With EarthBound and its sequelMother 3 covered, the last frontier in Shigesato Itoi's trilogy, the original Mother. Released in 1989 in Japan with a strangely charming commercial but never released in the West, despite being fully translated and debugged. The end result was leaked in the late 1990s as "EarthBound Zero", the "Zero" appended by hackers to differentiate from the SNES game (as the NES game was supposed to be released as simply Earth Bound). Eventually, in 2015 Nintendo released it on the Virtual Console as EarthBound Beginnings but it has no difference between the prototype leaked in the late 1990s.

Danger lurks outside the front yard.

It's not really anything by today's standards, but it was innovative in the NES days by taking RPGs out of the sword-and-sorcery landscape (like Dragon Quest) and into a light parody of modern America. There's no story elements to be missed between Mother and Mother 2 with the exception of Giegue/Giygas promising to back for revenge. It's relatively short, and most of the game is largely grinding so Ninten and the other two kids don't die. Yes, it's only THREE kids, despite naming four and getting a chance to play with all of them, they don't get in time simultaneously like EarthBound does.

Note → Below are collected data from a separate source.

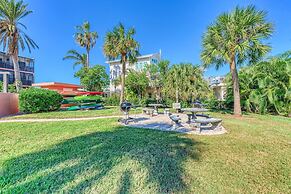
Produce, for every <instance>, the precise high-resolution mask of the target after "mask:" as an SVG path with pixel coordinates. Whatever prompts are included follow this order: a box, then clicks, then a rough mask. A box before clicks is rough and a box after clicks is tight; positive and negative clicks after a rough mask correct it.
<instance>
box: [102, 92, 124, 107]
mask: <svg viewBox="0 0 291 194" xmlns="http://www.w3.org/2000/svg"><path fill="white" fill-rule="evenodd" d="M119 98H120V96H119V95H118V94H112V95H111V96H109V97H107V98H104V103H105V105H106V106H119Z"/></svg>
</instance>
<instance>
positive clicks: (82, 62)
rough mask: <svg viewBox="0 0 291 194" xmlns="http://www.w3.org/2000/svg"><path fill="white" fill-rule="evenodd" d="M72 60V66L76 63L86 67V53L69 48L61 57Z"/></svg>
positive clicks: (76, 65) (67, 59) (86, 61)
mask: <svg viewBox="0 0 291 194" xmlns="http://www.w3.org/2000/svg"><path fill="white" fill-rule="evenodd" d="M68 59H70V60H74V63H73V67H75V66H77V65H82V66H83V67H84V68H86V67H87V55H86V54H80V53H78V51H76V50H69V51H68V52H67V55H66V56H65V57H64V58H63V60H68Z"/></svg>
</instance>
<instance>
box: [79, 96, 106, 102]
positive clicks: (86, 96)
mask: <svg viewBox="0 0 291 194" xmlns="http://www.w3.org/2000/svg"><path fill="white" fill-rule="evenodd" d="M74 100H76V101H77V102H82V103H84V102H96V103H101V102H102V96H76V97H74Z"/></svg>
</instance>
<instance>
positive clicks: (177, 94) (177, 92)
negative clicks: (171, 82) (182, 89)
mask: <svg viewBox="0 0 291 194" xmlns="http://www.w3.org/2000/svg"><path fill="white" fill-rule="evenodd" d="M176 103H179V91H178V87H177V88H176Z"/></svg>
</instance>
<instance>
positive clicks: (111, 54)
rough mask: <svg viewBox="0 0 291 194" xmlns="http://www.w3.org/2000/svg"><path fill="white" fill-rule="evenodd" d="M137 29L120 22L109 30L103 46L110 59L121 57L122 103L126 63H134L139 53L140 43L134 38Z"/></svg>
mask: <svg viewBox="0 0 291 194" xmlns="http://www.w3.org/2000/svg"><path fill="white" fill-rule="evenodd" d="M134 35H135V29H134V28H129V29H128V30H126V29H125V27H124V26H123V25H122V24H121V23H120V24H119V25H118V26H116V27H114V29H113V31H111V32H108V33H107V34H106V37H105V43H104V46H103V50H104V54H105V55H106V56H107V57H108V58H109V59H120V62H121V64H122V72H121V73H122V74H121V94H120V103H122V102H123V101H124V88H125V74H126V63H127V62H129V63H131V64H132V63H134V62H135V61H136V57H137V55H138V54H139V52H138V50H139V43H138V42H137V41H136V40H135V39H134V37H133V36H134Z"/></svg>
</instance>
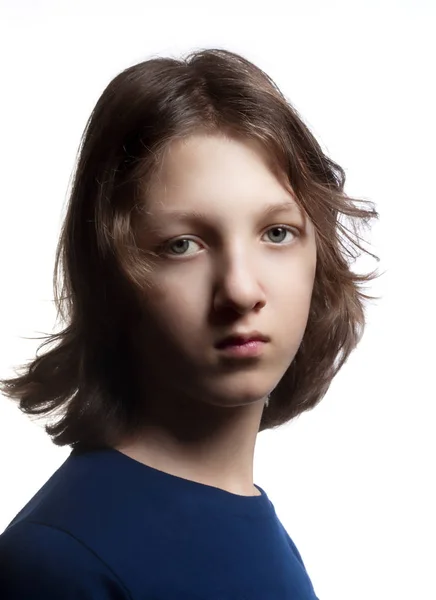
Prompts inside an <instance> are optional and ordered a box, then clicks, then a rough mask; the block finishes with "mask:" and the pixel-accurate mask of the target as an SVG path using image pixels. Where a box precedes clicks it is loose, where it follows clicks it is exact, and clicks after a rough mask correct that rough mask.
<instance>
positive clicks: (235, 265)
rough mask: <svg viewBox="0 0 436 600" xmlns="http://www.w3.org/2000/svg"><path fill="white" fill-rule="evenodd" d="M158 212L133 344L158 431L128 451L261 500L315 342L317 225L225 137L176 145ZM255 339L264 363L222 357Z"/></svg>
mask: <svg viewBox="0 0 436 600" xmlns="http://www.w3.org/2000/svg"><path fill="white" fill-rule="evenodd" d="M283 202H287V203H290V204H289V206H288V207H287V208H282V209H280V210H276V211H275V212H270V213H269V214H262V213H263V212H264V211H265V210H266V208H267V207H269V206H270V205H273V204H282V203H283ZM146 210H147V214H146V219H145V223H144V228H143V230H142V232H141V247H143V248H144V249H146V250H147V251H150V252H154V253H155V256H154V258H153V260H152V269H151V273H150V282H149V283H150V285H149V287H148V288H147V289H146V290H145V291H144V317H143V320H142V322H141V323H139V324H138V327H137V329H135V331H134V332H133V342H134V343H135V345H136V347H137V350H138V353H139V354H138V356H139V358H138V372H139V374H140V378H141V381H142V386H143V393H144V403H143V405H144V415H143V417H144V420H143V422H146V423H147V425H146V426H143V427H142V428H141V429H140V430H139V431H138V433H137V434H136V435H135V436H132V437H130V438H129V439H124V440H123V441H122V443H120V444H119V445H118V446H116V448H117V449H118V450H119V451H121V452H123V453H124V454H126V455H127V456H130V457H131V458H133V459H135V460H138V461H140V462H142V463H144V464H147V465H149V466H151V467H154V468H156V469H159V470H161V471H164V472H166V473H170V474H172V475H176V476H178V477H182V478H185V479H189V480H192V481H196V482H198V483H202V484H206V485H209V486H214V487H217V488H220V489H222V490H225V491H227V492H230V493H233V494H238V495H244V496H253V495H259V493H260V492H259V490H258V489H257V488H256V487H255V485H254V483H253V460H254V450H255V443H256V437H257V433H258V429H259V423H260V420H261V417H262V412H263V410H264V404H265V400H266V398H267V395H268V394H269V393H270V392H271V391H272V390H273V389H274V388H275V387H276V385H277V384H278V382H279V381H280V379H281V378H282V376H283V374H284V373H285V371H286V370H287V369H288V367H289V365H290V364H291V362H292V360H293V358H294V356H295V354H296V352H297V350H298V347H299V345H300V343H301V340H302V338H303V335H304V331H305V328H306V324H307V319H308V313H309V307H310V300H311V295H312V290H313V283H314V277H315V268H316V242H315V233H314V228H313V224H312V223H311V222H310V220H309V219H308V218H307V216H305V215H304V214H303V213H302V211H301V209H299V207H298V205H297V203H296V201H295V197H294V195H293V193H292V189H291V187H290V186H289V184H286V183H285V182H284V181H279V179H278V178H277V177H276V175H274V173H273V172H272V171H271V169H270V168H269V166H268V162H267V160H266V155H265V154H264V150H263V149H262V148H261V146H260V145H257V144H256V143H255V142H253V141H247V140H245V141H242V140H236V139H230V138H228V137H225V136H224V135H205V134H197V135H194V136H191V137H189V138H187V139H185V140H176V141H174V142H173V143H172V145H171V151H170V152H169V154H168V155H167V157H166V159H165V162H164V164H163V165H162V170H161V172H160V175H159V178H158V179H156V181H155V182H154V184H153V186H152V187H151V190H150V192H149V194H148V196H147V198H146ZM177 211H184V212H186V213H192V212H194V211H197V212H201V213H202V214H201V215H197V217H191V218H189V217H184V218H182V217H180V216H177V214H176V212H177ZM277 227H283V229H277ZM183 240H185V241H183ZM176 242H177V243H176ZM253 330H257V331H259V332H261V333H263V334H265V335H267V336H269V338H270V341H269V342H268V343H266V344H264V345H263V351H262V354H261V355H260V356H259V357H257V358H251V359H249V360H247V359H245V360H239V361H237V360H233V361H231V360H229V359H226V358H225V357H224V356H223V354H222V352H220V351H219V350H218V349H216V348H215V346H214V344H215V343H216V342H217V341H218V340H219V339H221V338H223V337H225V336H227V335H229V334H232V333H234V332H241V331H243V332H250V331H253ZM145 398H146V401H145ZM265 410H268V408H265Z"/></svg>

The fourth kid, Teddy, is actually a pretty competent fighter that's worth trading in the Jeff equivalent for, but he retires toward the end of the game due to story-related injuries sustained (it's clarified in the Earth Bound release that he merely was injured and made a full recovery, and not killed). By the time I made it to Giegue, I was literally about to call it quits because it was that frustrating. I wouldn't recommend it to anyone unless they really liked the other two games in the series and wasn't proud enough to not use a walkthrough, as the factory levels can be incredibly frustrating.

It's a hard game. You'll probably be seeing the Game Over screen a lot.

I'll add one more paragraph that wasn't when I originally wrote this page: in Japan, the game was re-released on GBA (along with Mother 2 as Mother 1+2 in 2003. The game featured a number of quality of life enhancements as well as backporting all the features from the cancelled Western release (including the censorship). The mention of the strip club wasn't some lewd T&A scene where Ninten learns a bit about the female anatomy, it was a line in the game that was suggestive and could be argued that it was misread as strip center (however, more fluent speakers like Tomato indicated it really was a strip club).